This is a deep rooted history, belief, honor, tradition, culture, almost religious topic/practice for them.
There's a lot to unpack in this part of the discussion. For millennia, Mandalorians
were their armor. They were at least seminomadic, and pretty much kept what they could wear or carry. Whole suits likely were not heirlooms (seriously -- does anyone here know how ridiculous it is to suggest resizing a full set of metal armor?). The precedent has been the odd bit here or there to honor or remember a father or grandmother or like that, but generally the bulk of it is
your armor, made for
you. And here's where it gets a little vaguespecific... It's not the actual individual pieces of armor that are important, it's the wearing of the armor, period, that's important. This is Star Wars -- they have stupid-advanced materials. The actual "armored spacesuit" originally described is probably (and by probably I mean definitely, but I can't show current-canon proof) the layer under the bodysuit -- something of a cross between a Dune stillsuit and something Batman would come up with. Armorweave cloth, antiballistic gel padding, atmospheric and thermal isolation and regulation, and so on. The flight suit is there to keep it from getting dirty. The flak vest is a plate carrier for the outer plates, and the shape of
those is a matter of tradition, even though the plates themselves are wasters...
One EU element I really hope is gone is the magical Mandalorian supermetal. It was basically Adamantium, from the way it was described. Which I think is bunk. One, my armor is 16-gauge stainless steel. A car accidentally backed over one of the chest plates and the plate didn't even notice. From any kind of range, it would probably stop anything but an armor-piercing round (not that I'm going to put this to the test). But two, the point of armor is to absorb and dissipate incoming damage energy. The more rigid it is, the more it transmits through to the wearer. If you've got impervious Unobtanium armor, it doesn't matter if it can survive a direct blast from a turbolaser without a scratch if the impact energy shatters all your bones and pulps your internal organs while toasting all the organic matter in your body to a nice medium-well.
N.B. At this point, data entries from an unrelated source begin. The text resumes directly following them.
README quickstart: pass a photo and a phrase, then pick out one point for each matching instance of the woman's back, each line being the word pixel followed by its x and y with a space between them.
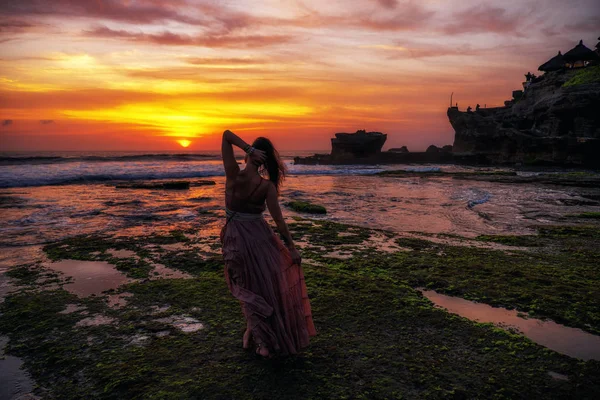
pixel 246 195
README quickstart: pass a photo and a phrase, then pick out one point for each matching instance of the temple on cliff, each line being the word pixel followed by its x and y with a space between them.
pixel 579 56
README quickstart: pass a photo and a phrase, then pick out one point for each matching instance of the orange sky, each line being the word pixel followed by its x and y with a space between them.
pixel 143 75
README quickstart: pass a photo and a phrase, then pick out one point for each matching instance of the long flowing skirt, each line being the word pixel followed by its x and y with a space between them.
pixel 260 274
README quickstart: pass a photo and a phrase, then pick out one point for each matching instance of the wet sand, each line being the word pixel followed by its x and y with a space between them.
pixel 572 342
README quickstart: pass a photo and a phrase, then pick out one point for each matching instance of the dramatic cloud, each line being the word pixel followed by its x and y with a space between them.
pixel 174 39
pixel 388 3
pixel 224 61
pixel 12 26
pixel 151 70
pixel 127 11
pixel 484 18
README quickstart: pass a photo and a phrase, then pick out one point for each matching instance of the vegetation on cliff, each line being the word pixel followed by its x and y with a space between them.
pixel 584 76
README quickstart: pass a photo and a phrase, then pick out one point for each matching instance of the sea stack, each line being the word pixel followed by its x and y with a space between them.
pixel 361 144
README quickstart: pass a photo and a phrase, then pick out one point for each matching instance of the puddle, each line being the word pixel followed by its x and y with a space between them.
pixel 183 323
pixel 162 272
pixel 96 320
pixel 159 310
pixel 71 308
pixel 118 300
pixel 558 376
pixel 139 340
pixel 15 383
pixel 122 253
pixel 339 254
pixel 572 342
pixel 90 277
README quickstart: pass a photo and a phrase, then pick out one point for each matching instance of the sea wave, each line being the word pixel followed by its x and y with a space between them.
pixel 44 175
pixel 20 160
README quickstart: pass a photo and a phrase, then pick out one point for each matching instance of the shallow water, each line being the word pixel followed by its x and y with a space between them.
pixel 420 204
pixel 89 277
pixel 15 382
pixel 562 339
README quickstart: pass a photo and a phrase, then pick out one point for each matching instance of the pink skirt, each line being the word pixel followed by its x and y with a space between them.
pixel 260 274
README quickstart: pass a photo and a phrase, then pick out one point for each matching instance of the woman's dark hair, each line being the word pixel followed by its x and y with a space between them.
pixel 273 165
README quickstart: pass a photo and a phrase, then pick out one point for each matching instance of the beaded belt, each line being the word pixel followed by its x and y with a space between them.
pixel 242 216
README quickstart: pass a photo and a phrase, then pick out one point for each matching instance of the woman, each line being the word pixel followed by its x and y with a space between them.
pixel 260 270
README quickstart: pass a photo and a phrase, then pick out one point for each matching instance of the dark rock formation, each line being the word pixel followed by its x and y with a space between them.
pixel 555 122
pixel 362 144
pixel 402 149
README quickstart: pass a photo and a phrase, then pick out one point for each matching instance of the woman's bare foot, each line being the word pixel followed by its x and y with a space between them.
pixel 263 350
pixel 247 339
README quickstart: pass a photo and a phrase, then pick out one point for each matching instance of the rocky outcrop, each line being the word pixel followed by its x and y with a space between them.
pixel 362 144
pixel 555 122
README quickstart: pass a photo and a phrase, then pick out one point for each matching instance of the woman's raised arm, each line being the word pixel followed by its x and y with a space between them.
pixel 230 139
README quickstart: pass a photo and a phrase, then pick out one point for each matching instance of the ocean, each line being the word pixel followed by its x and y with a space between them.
pixel 49 196
pixel 57 168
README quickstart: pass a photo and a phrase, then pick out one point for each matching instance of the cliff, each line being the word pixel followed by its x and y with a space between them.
pixel 555 122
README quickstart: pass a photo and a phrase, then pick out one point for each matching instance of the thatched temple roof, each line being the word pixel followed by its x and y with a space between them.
pixel 580 53
pixel 554 64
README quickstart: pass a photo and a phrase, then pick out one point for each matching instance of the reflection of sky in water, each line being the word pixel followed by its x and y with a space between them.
pixel 432 205
pixel 563 339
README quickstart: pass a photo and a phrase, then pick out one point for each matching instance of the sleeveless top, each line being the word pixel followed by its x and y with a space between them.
pixel 252 204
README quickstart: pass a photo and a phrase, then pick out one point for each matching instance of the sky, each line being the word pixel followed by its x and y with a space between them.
pixel 157 74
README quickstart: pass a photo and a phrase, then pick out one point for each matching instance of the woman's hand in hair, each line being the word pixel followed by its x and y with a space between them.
pixel 258 157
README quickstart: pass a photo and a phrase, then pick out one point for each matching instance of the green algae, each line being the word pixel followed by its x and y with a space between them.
pixel 306 207
pixel 584 76
pixel 378 337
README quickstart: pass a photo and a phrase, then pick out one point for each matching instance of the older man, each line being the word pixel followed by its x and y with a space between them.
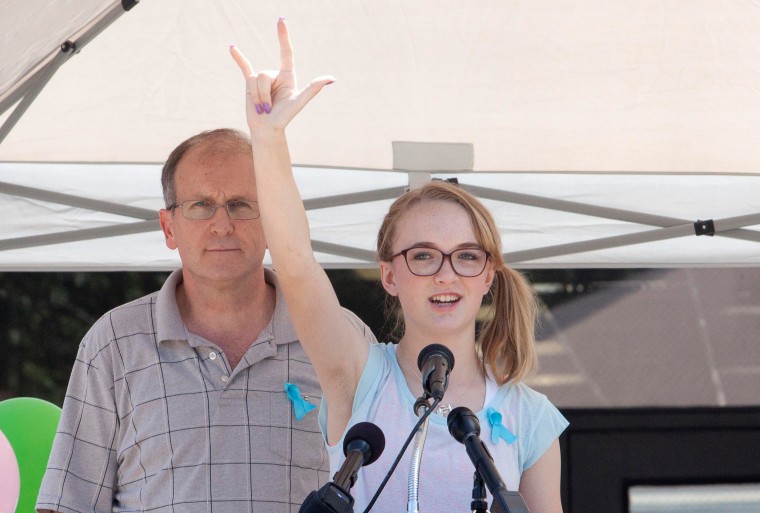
pixel 198 396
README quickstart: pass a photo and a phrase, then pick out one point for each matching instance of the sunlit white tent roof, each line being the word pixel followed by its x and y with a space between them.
pixel 607 135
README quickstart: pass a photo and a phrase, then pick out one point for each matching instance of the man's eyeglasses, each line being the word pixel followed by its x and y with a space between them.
pixel 205 209
pixel 424 261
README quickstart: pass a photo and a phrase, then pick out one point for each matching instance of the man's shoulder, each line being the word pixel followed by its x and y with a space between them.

I don't like the EU denigrating Boba's armor as "crappy durasteel". I always liked that his armor showed he'd been through twelve kinds of hell and survived. On the one hand, bad on him for not maintaining his kit, but kudos for the walking intimidation factor. The implication was that he had what he had and couldn't replace anything due to his exiled status. ROTJ borked things by having him in different gear that was supposed to be the same gear. Won't get into that. Then the New Mandalorians get thrown into the mix...
According to the clone wars, jango wasn't a mandalorian. He was just a guy who had the armour.
Remember, these were the enlightened pacifist Mandalorians who had turned their backs on their warrior heritage and denigrated it who said this. Everything else we've seen has been that the further away from Mandalore itself you get, the more the traditional ways seem to hold sway. Unless and until it gets overwritten, Jango was from Concord Dawn, a planet in Mandalorian space, from whom we've seen both Rako Hardeen (the Marksman from Concord Dawn) and Fenn Rau (the Protector of Concord Dawn) both being very non-pacifist during the Clone Wars. The Prime Minister just dissed Jango by way of disavowing
any traditionalist, armor-wearing Mandalorians. Remember, these New Mandalorians who "[didn't] know where [he] got the armor" had the Death Watch producing it by the dozen right next door without them knowing.
But what do these groups have in common? A deep spiritual and traditional belief system that's so etched in their culture as to be almost invisible to them. Notice the "chest diamond" on most of the Mandalorian armor we see? Notice that motif is all over the dress and architecture of the New Mandalorians as well? The EU called that shape the "
Beskaryc Kar'ta", or "Heart of Iron". The Mandalorians believed that they were fundamentally interconnected through a racial collective overmind called the
Manda. Their own form of ancestral Force-kenning. This connection to it and to each other is a crucial element of what it means to be Mandalorian, and that symbol represents that connection.
In traditional Earthen symbolism, a square is an ancient symbol for elemental Earth, often in the form of Metal, and frequently even more specifically Iron, representing unyielding strength. The hexagon has always -- when it's been used -- represented some holy or spiritual or ethereal power. In the Heart of Iron, the Iron strength of the Mandalorian is surrounded and protected by the collectivity of the Manda. Might even go so far as to say all for one and one for all. Yeah, the symbol is stretched a bit, vertically, in a sort of stylistic Art Deco fashion, but I don't dock them for their artistic motifs.
So while individual plates should be considered disposable/replaceable when they get damaged in combat -- not counting any that happen to have belonged to Great-Grandmama or your Uncle Steve -- the actual symbolic continuance of wearing the metal armor plates, with the Heart of Iron in the middle of it, is the biggie -- the main doctrinal bone of dispute between the New Mandalorians and the rest of the race. So yeah -- you salvage your armor if at all possible. Especially your helmet -- that's got all your preferences set and has all your music. Irreplaceable.